Atiku, who lost to President Bola Tinubu in the 2023 election, had warned that growing hardship could spark mass anger reminiscent of the 1789 French uprising or Russia’s 1917 Bolshevik Revolution.
But in a statement signed by the Special Adviser to the President on Information and Strategy, Bayo Onanuga, the Presidency said data from the National Bureau of Statistics (NBS) and recent fiscal reports showed Nigeria was on a stronger path.
“Their latest statement demonstrates a disconnect from the authentic Nigerian reality,” the statement read.
According to the Presidency, headline inflation declined for the fifth consecutive month in August, while Nigeria recorded a historic trade surplus, with non-oil exports nearly matching crude oil at a 48:52 ratio. Foreign reserves, it added, have climbed to nearly $42bn—up from $32bn when Tinubu assumed office—after clearing more than $7bn in arrears, including $800m owed to foreign airlines.
“Under President Tinubu, Nigeria is recording unprecedented revenues. States are now able to pay salaries and gratuities promptly and still have surplus funds for capital and social projects—an achievement not previously witnessed at this scale. Nigeria is moving in the right direction,” Onanuga stated.
The Presidency accused Atiku and the opposition Peoples Democratic Party (PDP) of ignoring these improvements, insisting that many of the current challenges stemmed from mismanagement during their years in power.
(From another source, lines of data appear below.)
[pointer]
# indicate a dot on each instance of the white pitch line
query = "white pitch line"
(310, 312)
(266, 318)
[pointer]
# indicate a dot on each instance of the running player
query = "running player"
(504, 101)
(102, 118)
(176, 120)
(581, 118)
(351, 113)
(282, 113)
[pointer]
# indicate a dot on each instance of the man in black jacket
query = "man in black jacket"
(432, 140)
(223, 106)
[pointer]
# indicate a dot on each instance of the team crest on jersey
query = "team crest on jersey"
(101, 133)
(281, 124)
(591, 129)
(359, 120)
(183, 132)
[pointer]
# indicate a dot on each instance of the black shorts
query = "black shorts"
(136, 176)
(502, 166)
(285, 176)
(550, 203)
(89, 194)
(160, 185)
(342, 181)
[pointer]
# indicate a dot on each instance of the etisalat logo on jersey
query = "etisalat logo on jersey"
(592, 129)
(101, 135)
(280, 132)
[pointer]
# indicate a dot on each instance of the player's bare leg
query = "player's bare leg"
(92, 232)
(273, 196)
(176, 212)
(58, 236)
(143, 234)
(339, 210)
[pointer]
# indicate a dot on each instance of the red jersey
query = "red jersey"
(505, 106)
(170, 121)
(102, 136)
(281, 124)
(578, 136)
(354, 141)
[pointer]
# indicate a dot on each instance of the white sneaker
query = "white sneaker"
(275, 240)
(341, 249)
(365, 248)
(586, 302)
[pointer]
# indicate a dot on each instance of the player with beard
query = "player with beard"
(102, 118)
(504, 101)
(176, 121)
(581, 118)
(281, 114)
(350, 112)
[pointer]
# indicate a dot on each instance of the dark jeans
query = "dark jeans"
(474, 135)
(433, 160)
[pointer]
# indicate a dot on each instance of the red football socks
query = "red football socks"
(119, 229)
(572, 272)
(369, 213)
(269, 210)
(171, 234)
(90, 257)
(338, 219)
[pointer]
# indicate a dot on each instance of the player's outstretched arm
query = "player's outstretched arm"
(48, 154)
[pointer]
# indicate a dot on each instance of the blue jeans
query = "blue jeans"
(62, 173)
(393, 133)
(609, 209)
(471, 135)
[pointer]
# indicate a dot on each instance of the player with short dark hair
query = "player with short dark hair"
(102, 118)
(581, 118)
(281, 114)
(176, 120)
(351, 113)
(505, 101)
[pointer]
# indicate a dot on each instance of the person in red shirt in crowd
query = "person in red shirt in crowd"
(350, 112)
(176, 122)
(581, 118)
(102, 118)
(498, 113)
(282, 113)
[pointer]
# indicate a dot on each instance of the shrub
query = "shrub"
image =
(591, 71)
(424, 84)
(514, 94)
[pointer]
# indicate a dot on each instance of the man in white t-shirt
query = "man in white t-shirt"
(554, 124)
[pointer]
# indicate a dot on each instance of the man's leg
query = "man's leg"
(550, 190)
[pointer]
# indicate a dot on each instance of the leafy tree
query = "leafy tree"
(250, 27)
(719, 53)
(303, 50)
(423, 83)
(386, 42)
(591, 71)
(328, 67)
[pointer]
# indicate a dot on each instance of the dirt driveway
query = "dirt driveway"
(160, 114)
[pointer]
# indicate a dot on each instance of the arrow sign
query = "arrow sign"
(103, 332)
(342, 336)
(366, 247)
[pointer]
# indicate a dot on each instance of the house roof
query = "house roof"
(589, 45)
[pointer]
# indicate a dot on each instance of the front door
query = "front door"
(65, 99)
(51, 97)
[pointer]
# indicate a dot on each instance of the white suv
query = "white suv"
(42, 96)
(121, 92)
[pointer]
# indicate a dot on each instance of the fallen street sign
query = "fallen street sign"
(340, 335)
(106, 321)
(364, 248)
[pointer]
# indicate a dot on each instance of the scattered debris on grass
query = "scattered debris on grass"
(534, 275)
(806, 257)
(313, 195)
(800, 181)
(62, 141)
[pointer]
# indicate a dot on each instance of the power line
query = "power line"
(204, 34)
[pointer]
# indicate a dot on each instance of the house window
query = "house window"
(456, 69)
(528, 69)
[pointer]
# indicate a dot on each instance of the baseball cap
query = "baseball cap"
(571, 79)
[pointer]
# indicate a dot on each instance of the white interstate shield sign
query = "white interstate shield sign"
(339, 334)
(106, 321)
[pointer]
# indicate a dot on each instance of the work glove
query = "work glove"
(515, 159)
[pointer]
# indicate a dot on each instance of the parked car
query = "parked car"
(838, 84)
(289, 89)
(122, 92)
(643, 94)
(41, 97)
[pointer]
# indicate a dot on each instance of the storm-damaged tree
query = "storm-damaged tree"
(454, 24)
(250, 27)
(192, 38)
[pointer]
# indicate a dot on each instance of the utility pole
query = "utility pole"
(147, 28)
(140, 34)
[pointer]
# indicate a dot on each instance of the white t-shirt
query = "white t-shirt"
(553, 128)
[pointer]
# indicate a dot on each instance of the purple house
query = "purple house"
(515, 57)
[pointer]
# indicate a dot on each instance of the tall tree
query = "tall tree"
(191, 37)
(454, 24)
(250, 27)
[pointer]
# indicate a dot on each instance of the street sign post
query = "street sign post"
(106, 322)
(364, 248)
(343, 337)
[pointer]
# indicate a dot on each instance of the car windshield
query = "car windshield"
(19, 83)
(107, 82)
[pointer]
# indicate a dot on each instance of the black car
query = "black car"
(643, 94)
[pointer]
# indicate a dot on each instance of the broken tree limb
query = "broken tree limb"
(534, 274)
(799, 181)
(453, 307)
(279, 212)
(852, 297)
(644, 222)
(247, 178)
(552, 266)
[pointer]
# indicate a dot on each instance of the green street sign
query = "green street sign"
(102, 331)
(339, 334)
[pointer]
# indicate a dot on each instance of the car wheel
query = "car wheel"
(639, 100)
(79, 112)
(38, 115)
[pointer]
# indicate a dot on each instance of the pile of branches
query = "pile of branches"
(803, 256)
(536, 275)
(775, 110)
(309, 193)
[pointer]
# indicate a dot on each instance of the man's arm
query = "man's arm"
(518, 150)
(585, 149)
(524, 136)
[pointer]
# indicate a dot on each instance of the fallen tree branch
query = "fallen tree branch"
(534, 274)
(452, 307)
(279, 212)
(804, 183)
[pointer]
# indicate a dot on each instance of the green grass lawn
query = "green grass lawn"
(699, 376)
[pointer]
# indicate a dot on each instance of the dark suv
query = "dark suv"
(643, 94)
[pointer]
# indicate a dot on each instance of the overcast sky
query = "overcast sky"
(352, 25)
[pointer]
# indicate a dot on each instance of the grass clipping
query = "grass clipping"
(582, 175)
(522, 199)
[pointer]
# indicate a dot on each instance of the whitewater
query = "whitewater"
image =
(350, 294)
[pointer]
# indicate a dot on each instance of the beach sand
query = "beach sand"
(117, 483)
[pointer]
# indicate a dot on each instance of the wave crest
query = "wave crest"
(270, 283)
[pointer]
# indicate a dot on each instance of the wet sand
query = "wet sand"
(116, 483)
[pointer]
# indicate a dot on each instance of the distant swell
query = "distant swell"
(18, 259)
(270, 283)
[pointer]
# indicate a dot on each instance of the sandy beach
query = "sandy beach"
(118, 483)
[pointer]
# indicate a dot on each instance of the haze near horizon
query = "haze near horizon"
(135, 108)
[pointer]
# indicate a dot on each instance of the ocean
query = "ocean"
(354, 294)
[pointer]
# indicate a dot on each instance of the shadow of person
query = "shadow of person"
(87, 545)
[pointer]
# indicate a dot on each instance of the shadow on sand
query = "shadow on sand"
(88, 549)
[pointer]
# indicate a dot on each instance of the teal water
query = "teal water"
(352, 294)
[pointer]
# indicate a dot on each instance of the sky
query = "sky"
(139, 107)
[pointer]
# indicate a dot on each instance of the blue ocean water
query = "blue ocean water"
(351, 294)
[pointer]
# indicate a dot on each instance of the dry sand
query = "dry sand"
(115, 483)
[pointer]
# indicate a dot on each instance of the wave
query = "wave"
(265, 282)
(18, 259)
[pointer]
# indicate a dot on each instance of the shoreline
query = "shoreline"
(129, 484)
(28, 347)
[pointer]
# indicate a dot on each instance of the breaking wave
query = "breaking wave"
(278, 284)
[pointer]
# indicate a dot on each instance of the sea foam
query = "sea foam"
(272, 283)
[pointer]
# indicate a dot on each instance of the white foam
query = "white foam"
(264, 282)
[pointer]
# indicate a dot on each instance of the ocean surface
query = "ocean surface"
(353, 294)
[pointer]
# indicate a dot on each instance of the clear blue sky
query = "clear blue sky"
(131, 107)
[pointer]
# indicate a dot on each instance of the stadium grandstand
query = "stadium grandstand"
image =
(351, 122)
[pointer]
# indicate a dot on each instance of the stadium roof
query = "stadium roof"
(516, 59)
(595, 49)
“In contrast, Atiku and his party remain stuck in the past, fixated on doomsday scenarios and revolutionary rhetoric. Ironically, many of the challenges we face today stem from the economic mismanagement during the PDP years, when Atiku was Vice President. President Tinubu and his team are working relentlessly to correct those errors, with bold reforms,” it said.
President Tinubu, who has spent two years and five months in office, has rolled out major economic reforms including the removal of fuel subsidies and exchange rate unification. Government officials argue these policies are stabilising state finances and attracting investment.
However, critics note that food inflation remains high, poverty is widespread, and the reforms have deepened short-term hardship.
“We are proud of the progress being made under President Tinubu’s leadership. Atiku and his allies may choose to ignore these gains, but Nigerians can see and feel the positive changes taking place across the nation,” the Presidency maintained.